André Silver Konan (journaliste-écrivain) : « La Côte d’Ivoire est au bord de la faillite »

Le journaliste-écrivain André Silver Konan est connu pour être un analyste politique. De nombreuses personnes ignorent qu’il est diplômé en économie. Dans cette interview, il fait le tour d’horizon de l’actualité économique et financière de la Côte d’Ivoire. Mais pas seulement.

Plus de trois semaines après la décision prise par la BCEAO de rompre les amarres avec Abidjan, quelle est la situation sur le terrain financier en Côte d’Ivoire ?

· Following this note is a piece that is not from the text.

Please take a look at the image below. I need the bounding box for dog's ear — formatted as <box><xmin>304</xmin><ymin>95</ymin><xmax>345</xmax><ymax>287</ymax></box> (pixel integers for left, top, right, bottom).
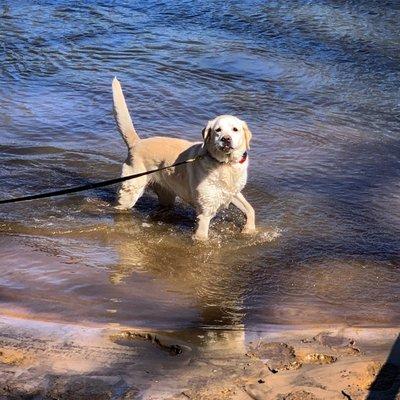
<box><xmin>242</xmin><ymin>121</ymin><xmax>252</xmax><ymax>150</ymax></box>
<box><xmin>201</xmin><ymin>119</ymin><xmax>214</xmax><ymax>146</ymax></box>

En termes de situations, j’évoquerai des faits, pour éviter de faire des commentaires, qui pourraient être interprétés d’une façon ou d’une autre. Les faits sont ceci : aujourd’hui, il est quasi impossible de retirer plus de 200.000 FCFA, dans une agence de transferts de fonds. Les banques commerciales ont fixé des sommes plafonds, généralement 1 million FCFA, au-delà desquelles aucun retrait n’est possible. La plupart des banques n’octroient plus de crédit ni de prêts. Les guichets automatiques sont de moins en moins approvisionnés. En début de semaine, au moins deux banques commerciales, en l’occurrence Bicici et Citibank, ont décidé de suspendre provisoirement leurs activités, après que des responsables de la Société générale, eurent été contraints, sous la force des armes, quelques jours plus tôt de faire de la compensation. Manifestement, c’était à leur tour et elles ont décidé de ne pas céder à cette façon de faire. Conséquence : elles ferment provisoirement.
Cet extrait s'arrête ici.